Metadata is the lexicon of the digital organisation, making data easily findable & identifiable; consistently interpretable, manageable & usable throughout your organisational ecosystem. Metadata actuates your systems. Metadata is, of itself, data: and is richer and more important than the data it describes. Often, metadata forms part of systems of record and is immensely valuable in making AI or ML meaningful.
Types of metadata
There are different types of metadata, each meeting a different set of organisational needs:
Administrative
process metadata: derived, gives the status of the data within a particular process or workflow;
governance metadata: should detail how the item is to be retained, managed, stored, or erased, for control, compliance & audit purposes;
rights metadata: precisely details distribution, licensing, publication or other digital property rights.
New item list
Descriptive
descriptive metadata: describes what the digital asset itself is;
classification metadata: give the hierarchical context of data within an overarching taxonomy;
content metadata: gives context within a content topic to related items;
technical metadata: provide special (often proprietary, scientific or industry-specific) technical information about the data, its digital origins or how it was created;
metric metadata: describing any measurement or metric parameters that apply to the data, especially necessary if downstream conversion is anticipated.
Structural
structural metadata: provide logical context to the data within virtual logic, physical data model or structure;
object metadata: how data should be handled by the system, platform or cloud;
programmatic metadata: programmable cloud metadata, for writing or customising cloud functions.
Meta
when the state of the metadata itself needs to be described, e.g. time-stamped, for audit or data protection purposes;
when the metadata requirement is itself subject to change e.g. as regulatory requirements evolve.
Metadata audit use case
A metadata audit is recommended if you have acquired data sources through corporate acquisition, merger, or departmental consolidation!
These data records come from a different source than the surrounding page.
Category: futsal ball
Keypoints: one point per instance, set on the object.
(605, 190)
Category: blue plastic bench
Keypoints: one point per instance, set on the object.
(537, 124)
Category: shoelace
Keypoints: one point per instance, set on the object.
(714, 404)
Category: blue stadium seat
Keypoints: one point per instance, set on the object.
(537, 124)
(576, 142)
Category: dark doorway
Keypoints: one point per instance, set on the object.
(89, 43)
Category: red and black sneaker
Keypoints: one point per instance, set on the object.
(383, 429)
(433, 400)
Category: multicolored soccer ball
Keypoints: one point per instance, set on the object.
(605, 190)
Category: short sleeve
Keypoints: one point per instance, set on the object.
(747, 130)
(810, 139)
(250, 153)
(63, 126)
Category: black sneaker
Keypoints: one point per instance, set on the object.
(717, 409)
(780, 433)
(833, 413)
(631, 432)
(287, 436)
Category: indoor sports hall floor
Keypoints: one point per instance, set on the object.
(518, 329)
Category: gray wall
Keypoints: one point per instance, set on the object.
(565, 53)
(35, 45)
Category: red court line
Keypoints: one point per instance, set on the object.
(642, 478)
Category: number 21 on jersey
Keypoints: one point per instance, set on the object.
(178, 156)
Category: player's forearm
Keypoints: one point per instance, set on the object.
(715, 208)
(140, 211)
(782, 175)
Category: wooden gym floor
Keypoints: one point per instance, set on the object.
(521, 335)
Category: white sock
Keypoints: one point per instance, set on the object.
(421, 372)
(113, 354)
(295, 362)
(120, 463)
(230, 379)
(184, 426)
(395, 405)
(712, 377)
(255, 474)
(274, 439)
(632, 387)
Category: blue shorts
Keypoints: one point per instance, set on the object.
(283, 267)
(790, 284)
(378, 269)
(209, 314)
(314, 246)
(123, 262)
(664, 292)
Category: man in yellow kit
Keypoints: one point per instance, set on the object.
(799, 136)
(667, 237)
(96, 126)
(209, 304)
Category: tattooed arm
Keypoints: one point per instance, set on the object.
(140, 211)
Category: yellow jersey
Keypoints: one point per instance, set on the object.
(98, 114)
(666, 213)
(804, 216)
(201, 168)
Otherwise, you might only know of a potential privacy, governance or security exposure when it’s too late!
A metadata audit will:
assess the quality of existing metadata;
assess the quality of metadata salience against current taxonomy;
assess quality of vocabulary & metrics, control & standardisation;
assess the quality of current metadata against business need or use cases;
assess the level of metadata completeness & note any remediation potential;
advise any accuracy issues which might affect analytics;
advise any potential governance, audit or compliance issues;
advise any security, credentials, rights management implications or exposure;
advise quick win metadata opportunities which might benefit supply chain, sales or customer relations processes;
advise any feasible opportunities for realising value through the use of historic metadata for comparative analysis;
advise on metadata suitability for any forthcoming AI/ML or knowledge initiatives;
outline recommendations about improving how the organisation acknowledges & treats metadata.